|Comments on Thursday 24 October 2002:|
|I have now switched my email over to using the new spam filter. It still does a white-list check, it still bounces messages it blocks, but now it should block non-spam messages from strangers a lot less, and quite possibly also block spam messages slightly more. A body of a little over a thousand messages has been used to form my statistical base (463 spams, 591 nonspams) at this point; the filter has been seeming fairly reliable since about the 500 mark. Most of my readers here are probably already whitelisted, so it shouldn't affect those people at all. I also sent $10 to D.J.Bernstein, because I was going to email him compliments, and realised that when people send me compliments on programming things, I'd generally prefer them in cash form. Thus, I avoid hypocrisy. I was particularly entertained, today, by his succinct rant on the subject of cross-platform compatibility.

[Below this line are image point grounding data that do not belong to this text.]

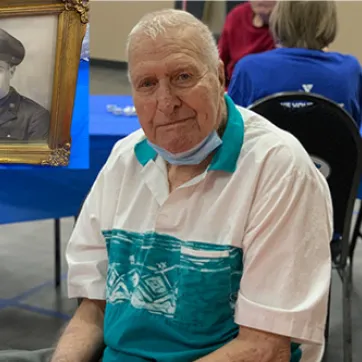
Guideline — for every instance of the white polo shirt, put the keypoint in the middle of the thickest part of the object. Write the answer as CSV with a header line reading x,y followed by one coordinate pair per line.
x,y
244,243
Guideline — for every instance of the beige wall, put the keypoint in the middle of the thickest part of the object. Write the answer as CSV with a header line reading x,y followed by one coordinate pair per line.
x,y
112,20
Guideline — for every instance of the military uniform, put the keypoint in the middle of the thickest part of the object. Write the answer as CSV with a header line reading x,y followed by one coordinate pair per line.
x,y
21,119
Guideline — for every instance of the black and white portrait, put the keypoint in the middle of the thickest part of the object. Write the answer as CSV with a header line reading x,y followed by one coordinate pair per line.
x,y
27,59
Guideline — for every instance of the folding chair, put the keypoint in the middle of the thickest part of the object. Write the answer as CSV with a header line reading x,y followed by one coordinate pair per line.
x,y
332,139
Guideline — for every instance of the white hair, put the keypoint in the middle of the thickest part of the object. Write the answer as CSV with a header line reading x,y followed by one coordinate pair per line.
x,y
159,22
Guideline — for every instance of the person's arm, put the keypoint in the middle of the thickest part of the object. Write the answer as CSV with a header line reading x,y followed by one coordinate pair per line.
x,y
82,340
250,346
38,128
240,88
283,295
86,254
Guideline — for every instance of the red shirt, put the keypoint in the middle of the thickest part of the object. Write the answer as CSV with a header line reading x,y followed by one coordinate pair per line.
x,y
240,37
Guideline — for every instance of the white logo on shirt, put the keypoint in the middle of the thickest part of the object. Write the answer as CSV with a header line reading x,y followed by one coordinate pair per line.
x,y
322,166
307,87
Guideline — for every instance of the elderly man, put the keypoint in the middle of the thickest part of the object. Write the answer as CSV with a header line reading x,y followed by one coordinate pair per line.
x,y
206,235
21,119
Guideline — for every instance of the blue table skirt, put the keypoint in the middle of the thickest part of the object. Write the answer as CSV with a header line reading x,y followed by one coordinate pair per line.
x,y
79,154
54,193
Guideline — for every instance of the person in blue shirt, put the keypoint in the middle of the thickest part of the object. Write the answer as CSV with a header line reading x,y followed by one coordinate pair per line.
x,y
303,30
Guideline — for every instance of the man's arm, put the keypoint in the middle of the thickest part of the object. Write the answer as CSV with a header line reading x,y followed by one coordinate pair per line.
x,y
287,266
82,340
252,345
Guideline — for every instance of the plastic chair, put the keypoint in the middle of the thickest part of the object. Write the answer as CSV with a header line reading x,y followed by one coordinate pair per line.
x,y
332,139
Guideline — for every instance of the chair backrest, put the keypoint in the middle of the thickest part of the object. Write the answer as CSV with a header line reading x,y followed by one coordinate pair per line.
x,y
332,139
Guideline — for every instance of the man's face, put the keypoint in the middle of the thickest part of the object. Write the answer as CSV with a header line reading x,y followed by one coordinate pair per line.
x,y
263,9
6,73
178,98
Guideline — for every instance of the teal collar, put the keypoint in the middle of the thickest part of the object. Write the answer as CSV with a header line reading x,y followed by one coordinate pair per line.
x,y
226,156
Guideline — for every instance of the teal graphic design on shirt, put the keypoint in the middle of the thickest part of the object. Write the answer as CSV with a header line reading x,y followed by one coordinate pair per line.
x,y
167,276
169,299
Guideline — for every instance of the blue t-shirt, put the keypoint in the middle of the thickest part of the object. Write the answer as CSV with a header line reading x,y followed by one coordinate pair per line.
x,y
333,75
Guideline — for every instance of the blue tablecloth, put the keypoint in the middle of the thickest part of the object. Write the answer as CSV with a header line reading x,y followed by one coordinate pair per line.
x,y
28,195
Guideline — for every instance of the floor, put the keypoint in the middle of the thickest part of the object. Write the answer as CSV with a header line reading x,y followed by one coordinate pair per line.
x,y
33,313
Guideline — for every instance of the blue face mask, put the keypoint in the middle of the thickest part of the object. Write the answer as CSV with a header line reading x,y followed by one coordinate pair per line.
x,y
194,156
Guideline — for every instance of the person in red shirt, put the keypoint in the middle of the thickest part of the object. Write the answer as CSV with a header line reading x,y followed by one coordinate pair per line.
x,y
246,31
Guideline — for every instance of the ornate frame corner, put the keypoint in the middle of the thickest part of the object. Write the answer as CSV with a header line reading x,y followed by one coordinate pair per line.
x,y
80,6
58,157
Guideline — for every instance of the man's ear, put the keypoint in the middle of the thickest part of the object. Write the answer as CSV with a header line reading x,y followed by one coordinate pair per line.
x,y
221,73
12,70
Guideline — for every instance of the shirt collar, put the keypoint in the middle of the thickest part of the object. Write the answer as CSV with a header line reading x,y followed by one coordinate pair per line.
x,y
226,156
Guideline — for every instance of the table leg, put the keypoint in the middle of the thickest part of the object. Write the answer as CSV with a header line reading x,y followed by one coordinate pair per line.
x,y
57,253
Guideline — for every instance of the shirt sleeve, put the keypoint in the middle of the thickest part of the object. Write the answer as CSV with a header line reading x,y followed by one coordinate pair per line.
x,y
287,266
86,252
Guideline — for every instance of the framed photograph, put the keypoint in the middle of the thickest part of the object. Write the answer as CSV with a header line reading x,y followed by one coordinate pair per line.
x,y
40,47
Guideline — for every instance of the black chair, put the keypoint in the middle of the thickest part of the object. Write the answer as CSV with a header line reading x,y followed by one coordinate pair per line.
x,y
332,139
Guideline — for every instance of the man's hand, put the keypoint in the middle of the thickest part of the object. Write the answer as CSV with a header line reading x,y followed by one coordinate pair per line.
x,y
82,340
252,345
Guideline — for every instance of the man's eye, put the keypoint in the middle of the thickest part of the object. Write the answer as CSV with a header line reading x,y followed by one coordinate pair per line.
x,y
184,76
147,84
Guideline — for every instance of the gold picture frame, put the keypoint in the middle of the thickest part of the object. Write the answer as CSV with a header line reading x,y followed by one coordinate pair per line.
x,y
72,18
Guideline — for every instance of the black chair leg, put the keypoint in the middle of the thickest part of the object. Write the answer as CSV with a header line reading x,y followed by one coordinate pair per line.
x,y
356,234
57,253
347,314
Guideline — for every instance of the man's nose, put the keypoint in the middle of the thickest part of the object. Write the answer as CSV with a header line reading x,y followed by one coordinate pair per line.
x,y
167,98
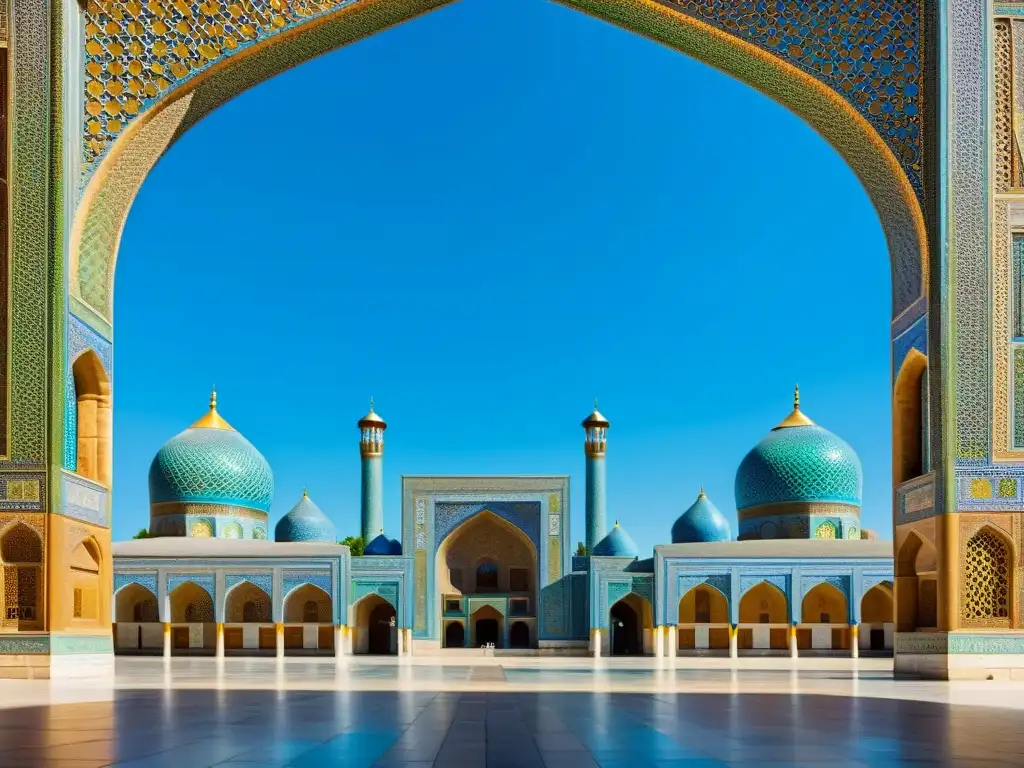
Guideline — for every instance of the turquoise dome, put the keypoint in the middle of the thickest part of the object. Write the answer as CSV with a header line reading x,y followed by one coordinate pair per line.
x,y
211,463
616,544
701,522
305,523
799,461
381,545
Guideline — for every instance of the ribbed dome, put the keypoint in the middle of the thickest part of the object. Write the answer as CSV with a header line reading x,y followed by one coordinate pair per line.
x,y
211,463
799,462
701,522
305,523
381,545
616,544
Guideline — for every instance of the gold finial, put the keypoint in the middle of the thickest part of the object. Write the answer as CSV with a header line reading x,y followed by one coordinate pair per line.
x,y
797,418
213,420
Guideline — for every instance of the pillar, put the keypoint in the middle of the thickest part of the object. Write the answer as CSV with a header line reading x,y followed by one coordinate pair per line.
x,y
372,495
339,641
595,443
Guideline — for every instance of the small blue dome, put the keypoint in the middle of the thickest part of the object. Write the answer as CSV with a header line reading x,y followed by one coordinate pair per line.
x,y
305,523
380,545
701,522
799,461
616,544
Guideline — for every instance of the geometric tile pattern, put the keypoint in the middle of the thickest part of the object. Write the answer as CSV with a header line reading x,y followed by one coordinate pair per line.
x,y
211,466
802,464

|Aardvarks. Mr Bernstein again chooses his *nix versions carefully to ensure the greatest differences between them. (In support of his own completely non-standards-adhering tools?) Solaris, SuSE, OpenBSD - all have very different goals and different ways of achieving them. This isn't cross platform compatibilty so much as 'Do it my way or I will suck what blood you have left in your veins. Because I am the best!' Or something of the sort. I see it this way RMS == DJB. Both being watermelons who've decided to turn computing into a religion of some sort. It's just a matter of which values you choose to assign to either variable to unbalance the equation. Elephants will devour the world.|
|For future reference, would you prefer moneyless compliments or no compliments at all?|
|Depends whether they're good compliments with specific things to say, and whether they're from people I know. I'd rather no compliment than random "you rock!", but otherwise I'd rather have a compliment. Slightly.|
|DJB wasn't actually arguing in favour of his own tools, in that article, though - as a slight aside he did, but he was arguing against trans-package compatibility overwhelming cross-platform compatibility, ie. he was saying that letting Apache handle things its own way is better than having SuSE do it Bernstein-way and everyone else having it handle things its own way. Aside from which, Bernstein tools aren't non-standards-adhering, because they are a choice. If a distro installs everything under Bernstein tools as default, and every other distro does not, *that* would be non-standards-adhering. And, ironically, is the way I would like Grarh to be.|
Also, RMS's code sucks, and DJB's doesn't. This is 'sucks' defined as "is big, slow, and bug-filled".
|Mmm, I was really referring to personality rather than coding ability. As in, both are uncompromising in the belief that they are correct, both have a reputation of being somewhat nutty because of this, both have a reputation as poor communicators - ranting rather than discussing.|
I would say that Bernstein's tools aren't standards adhering because they generally ignore such things as the Linux Standards Base and do things the way Bernstein would prefer. Bernstein would seem to allow software to install config files in /banana/aardvark/... /config as an extreme example, so long as it was installed in the same directory on all platforms. Bernstein's demand table suggesting Apache config should be in /usr/local/apache/conf seems to indicate he doesn't understand what /usr/local is for. Or what /etc is for. Most of the locations he suggests in that table go completely against the LSB (OK, you could say that the LSB is wrong, but why? It's a reasonably sane set of standards, and actually aims to fix many of the problems Bernstein brings up.). Certainly his point is not that his locations are correct, simply that they should be the same on all platforms, but why not use the work that's already been done in this area to make his point? I would say that both trans-package and cross-platform compatibility are equally important. It would be nice if software behaved the same no matter which platform it was installed on, but it would be equally nice to know that all packages installed config files in /etc, user binaries in /bin, system binaries in /sbin and so on. I just don't see how leaving it entirely up to the software maintainers is going to lead to a more usable system.
As for Grarh, I agree with you to a point. I want Grarh to be a system that allows you to install Bernsteins tools as default. I think the thing is to make it possible to install as flexibly as possible, whether that is Bernstein, or GNU, or some tools your mate down the road hacked together. And if you want to have a single directory in / called
/tomato with everything under that, I want it to let you do that. Key point is flexibility, getting it to do what you want it to do, imposing as few rules as possible.